Clubhouse burst onto the scene and immediately felt different. No scrolling. No filters. No perfectly curated grid. Just voices — real, unscripted, human voices — gathered in digital rooms to talk about things that matter.
That’s a space the Church should be in.
If you haven’t explored it yet, here’s the quick version: Clubhouse is an audio-only social platform built around live “rooms” where people gather to listen, discuss, and ask questions. Think of it as a podcast that talks back. Moderators control the mic, invite speakers to the stage, and shape the conversation in real time. It launched exclusively on iPhone, with Android access rolling out over time.
And yes, platforms like Twitter Spaces and Facebook’s audio features are chasing the same idea. But right now, Clubhouse still has an early-adopter energy that churches should capitalize on before the crowd gets loud.

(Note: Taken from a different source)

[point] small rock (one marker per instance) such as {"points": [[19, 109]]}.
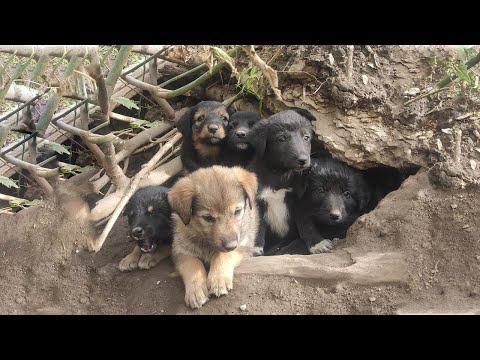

Here are four ways your church can use it.
1. Host a Weekly Bible Discussion Room
Sunday sermons are monologue. Clubhouse is dialogue.
Open a weekly room where your pastor or a ministry leader unpacks a passage of Scripture — then opens the floor. Listeners raise their hand (literally, there’s a button), get pulled to the stage, and respond. Questions, testimonies, pushback, breakthrough moments. All of it.
This format works especially well for your mid-week crowd. People who can’t make a Wednesday night service can drop into a Clubhouse room during their lunch break or evening commute. Keep it to 45 minutes. Keep a moderator managing the queue. Let the Spirit move.
2. Run a Q&A Room for Seekers
Here’s the evangelism opportunity hiding in plain sight.
Create a room called something like “Honest Questions About Christianity — No Judgment.” Promote it on your other social platforms. Let skeptics, seekers, and the spiritually curious ask whatever they want. Staff it with a pastor and a couple of articulate laypeople who can engage thoughtfully.
This is apologetics without a stage. It’s the kind of raw, unpolished conversation that actually moves people. Acts 17 vibes — Paul in the marketplace, engaging the culture where it already is.
The early-adopter crowd on Clubhouse tends to be curious, educated, and willing to engage on big ideas. That’s your mission field. Show up for it.
3. Create a Leadership or Ministry Training Room
Clubhouse isn’t just for outreach. It’s for equipping.
Host a monthly room specifically for your staff, small group leaders, volunteers, or anyone in a ministry role. Bring in a guest — a church planter, a discipleship author, a missionary — and let them teach and take questions live. No scheduling a Zoom, no recording to edit, no event to coordinate.
Think of it as a masterclass that your leaders can join from anywhere. This is especially powerful for multi-site churches or networks where leaders are spread across geography. Centralize the training. Decentralize the ministry.
4. Build a Community Room Around a Niche Ministry
Your church already runs ministries for specific groups — men, women, parents, young adults, people in recovery. Clubhouse lets you extend those communities beyond your zip code.
Start a regular room for your men’s ministry. Or a room for Christian parents navigating screen time and culture. Or a recovery support room where people can speak honestly about struggle in a moderated, safe space. The audio-only format actually lowers the barrier for vulnerable conversation. Nobody’s on camera. Nobody’s performing.
These niche rooms also function as organic discovery tools. When someone in another city searches Clubhouse for “Christian parenting” or “faith and recovery,” your room shows up. That’s reach you didn’t have to pay for.
The Case for Jumping In Now
There’s a principle that plays out on every new platform: early adopters win. The churches that showed up on Instagram in 2012, YouTube in 2008, and podcasting in 2010 built audiences that are still compounding today.
Yes, Facebook and others are building competitors. Yes, the hype cycle will cool. But the people who are on Clubhouse right now are the early adopters — exactly the kind of curious, connected people your church wants to be reaching and equipping.
You don’t need a big budget. You don’t need a production team. You need a moderator, a topic, and a willingness to show up and talk.
The Church has always been a people of the Word. Clubhouse is just audio. We’ve been doing audio for two thousand years.
Ready to start? Download Clubhouse, set up your church’s profile, and schedule your first room this week. Even if only five people show up — those five people matter. Start there, learn the format, and build from it. Don’t wait until it’s perfect. The room is open. Step to the mic.